Square root to 50 decimal places without importing decimal or math function

Question

Is it possible to calculate to 50 decimal places without having to use the decimal import? The below prints what I want but I would like to know how to do it without any math or decimal import.

def sqrt2(num, P):
    decimal.getcontext().prec = P + len(str(num)) + 2
    x = decimal.Decimal(num)
    y = decimal.Decimal(1)
    e = decimal.Decimal(10) ** decimal.Decimal(-P)
    while (x - y >= e):
        x = (x + y) / 2
        y = num / x

    
print (sqrt2(2, 50)) 

I also tried:

    x=n
    y=1.000000 
    e=0.000001 
    while x-y > e:
        x=(x+y)/2
        y=n/x
    print (x)

n = 2
squareRoot(n)

s = squareRoot(n)
a = format(s, ".2f")
print (s)

But got the error message "unsupported format string passed to NoneType"

Answer 1

First thing you should mention is that your sqrt function does not return any value. So None is returned. Just add the line

return(x)

to the end of function definition and better remove line print(x) too to make your function return the value instead of printing it.

But the question is deeper.
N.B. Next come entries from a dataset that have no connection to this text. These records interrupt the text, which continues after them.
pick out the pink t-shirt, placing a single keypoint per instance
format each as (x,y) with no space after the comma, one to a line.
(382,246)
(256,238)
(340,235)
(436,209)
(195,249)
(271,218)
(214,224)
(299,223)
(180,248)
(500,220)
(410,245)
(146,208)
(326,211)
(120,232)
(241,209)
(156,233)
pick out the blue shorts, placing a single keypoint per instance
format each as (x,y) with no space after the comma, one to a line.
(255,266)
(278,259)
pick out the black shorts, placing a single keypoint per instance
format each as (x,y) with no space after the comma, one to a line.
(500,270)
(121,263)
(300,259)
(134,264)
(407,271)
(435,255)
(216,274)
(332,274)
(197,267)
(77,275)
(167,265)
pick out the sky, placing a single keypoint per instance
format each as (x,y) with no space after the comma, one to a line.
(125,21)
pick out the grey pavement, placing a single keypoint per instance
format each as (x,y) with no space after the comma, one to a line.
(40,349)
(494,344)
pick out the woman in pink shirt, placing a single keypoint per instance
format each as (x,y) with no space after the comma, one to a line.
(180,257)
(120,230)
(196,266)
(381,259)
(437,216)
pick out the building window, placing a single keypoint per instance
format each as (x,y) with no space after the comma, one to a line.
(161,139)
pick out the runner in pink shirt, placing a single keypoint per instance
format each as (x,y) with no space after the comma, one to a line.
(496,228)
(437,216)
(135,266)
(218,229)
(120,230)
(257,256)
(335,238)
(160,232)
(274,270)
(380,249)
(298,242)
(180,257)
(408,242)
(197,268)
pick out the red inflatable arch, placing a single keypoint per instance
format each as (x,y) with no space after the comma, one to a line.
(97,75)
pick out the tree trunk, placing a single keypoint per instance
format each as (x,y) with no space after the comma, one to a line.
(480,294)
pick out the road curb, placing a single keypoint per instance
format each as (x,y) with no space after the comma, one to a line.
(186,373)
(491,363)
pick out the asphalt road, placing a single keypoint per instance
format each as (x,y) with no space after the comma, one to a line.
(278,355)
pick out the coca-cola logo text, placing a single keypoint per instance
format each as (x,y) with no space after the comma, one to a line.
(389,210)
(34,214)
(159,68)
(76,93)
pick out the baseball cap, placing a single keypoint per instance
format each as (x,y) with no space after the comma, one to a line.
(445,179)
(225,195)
First of all, mention, that float length in python 3 (built-in) is only approx. 16 decimal digits after point. So we can`t calculate more precisely. There are modules which can allow you doing that: numpy supports float128 (approx. 32 decimal digits), if that's not enough - have a look at Decimal or mpmath. Both are well-documented and support higher precision. There's no built-in method.

An article about high-precision calculations in python and reasons why they are required: https://habr.com/ru/post/305276/